Neue Geschäfte und Produkte werden von uns im Rahmen eines Neue-Produkte-Prozesses auch im Sinne der Nachhaltigkeit geprüft. Zunächst wird erwogen, ob ein neues Produkt erforderlich ist, indem die eingebundenen Organisationseinheiten eine Stellungnahme zu dem konkreten Vorschlag abgeben. Anschließend werden die Konsequenzen der Produkteinführung ermittelt, eine Risikoanalyse erstellt und ein Konzeptvorschlag erarbeitet. Sollte dabei festgestellt werden, dass gewisse Nachhaltigkeitsaspekte keine Beachtung finden, kann dies zur Ablehnung des Produkts führen. Nach Genehmigung eines Konzeptvorschlags wird das Produkt ggfs. einer Testphase unterzogen. Mitarbeiter werden geschult, der Kompetenzkatalog wird festgelegt/angepasst und eine Arbeitsanweisung wird erstellt. Sollte bei der darauffolgenden Prüfung der Zielerreichung unter Ertrags- und Risikogesichtspunkten Änderungsbedarf festgestellt werden, werden die entsprechenden Anpassungen vorgenommen. Besteht kein Änderungsbedarf, werden ein endgültiges Konzept und eine Vorstandsvorlage erstellt. Beschließt daraufhin der Vorstand die Aufnahme des Produkts in das laufende Kerngeschäft, kann dieses schließlich durch die/den Umsetzungsverantwortliche/n eingeführt werden.

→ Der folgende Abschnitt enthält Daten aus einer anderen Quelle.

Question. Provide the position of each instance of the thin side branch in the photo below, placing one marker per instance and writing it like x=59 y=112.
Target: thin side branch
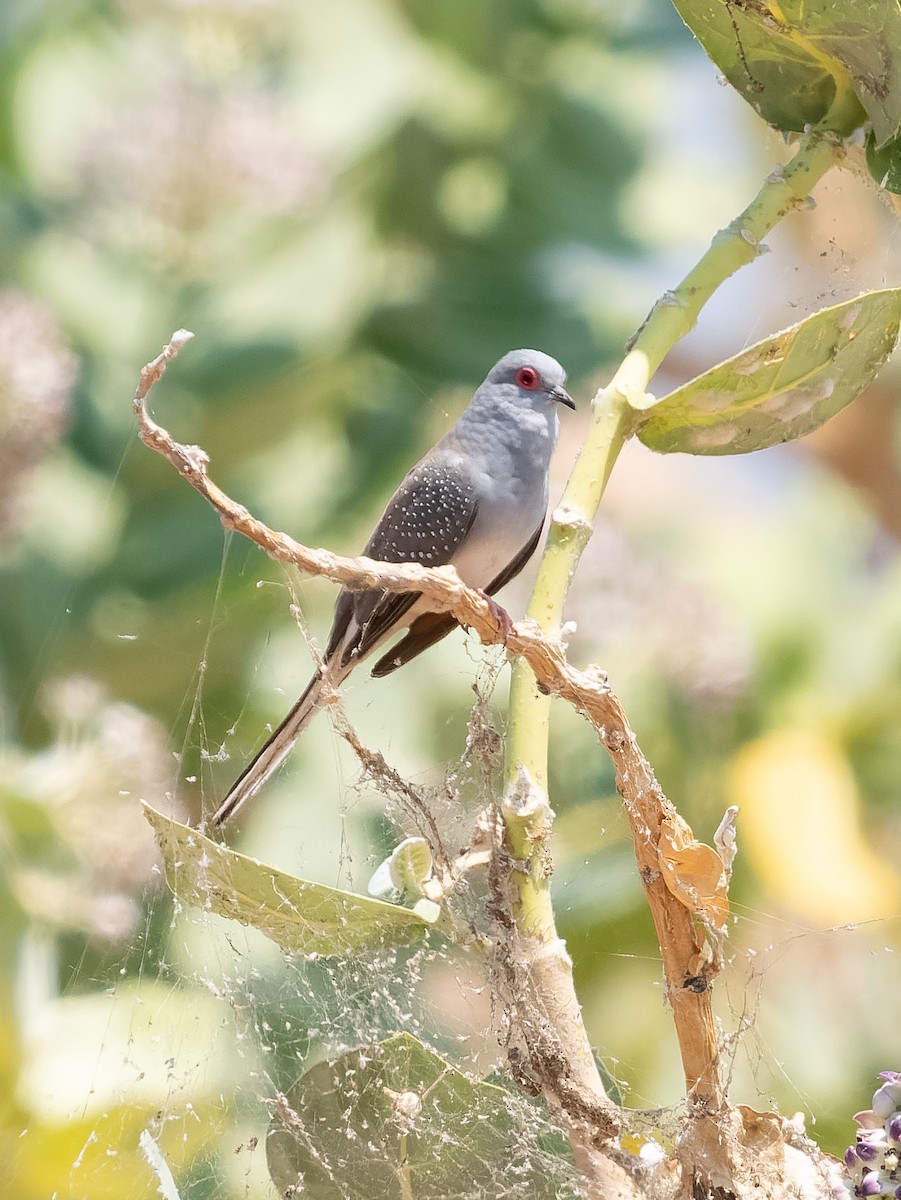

Neben diesem Prozess zur Vermeidung von Risiken werden auch Chancen im Sinne der Nachhaltigkeit aktiv von uns wahrgenommen. Mit speziell auf den Ausbau erneuerbarer Energien ausgerichteten Produkten wie dem Sonderkredit Elektromobilität und Modernisierungsdarlehen für private, geschäftliche und öffentliche Gebäude animieren wir unsere Kundinnen und Kunden dazu, sich mit dem Thema Nachhaltigkeit auseinanderzusetzen und beteiligen uns aktiv am Klimaschutz.

Eine Konkretisierung der einzelnen Wertschöpfungsstufen, auch in Bezug auf ökologische Herausforderungen, ist uns nicht möglich. Die Notwendigkeit einer tieferen Durchdringung unserer Wertschöpfungskette wird daher im Rahmen der geplanten Nachhaltigkeitsstrategie erörtert werden.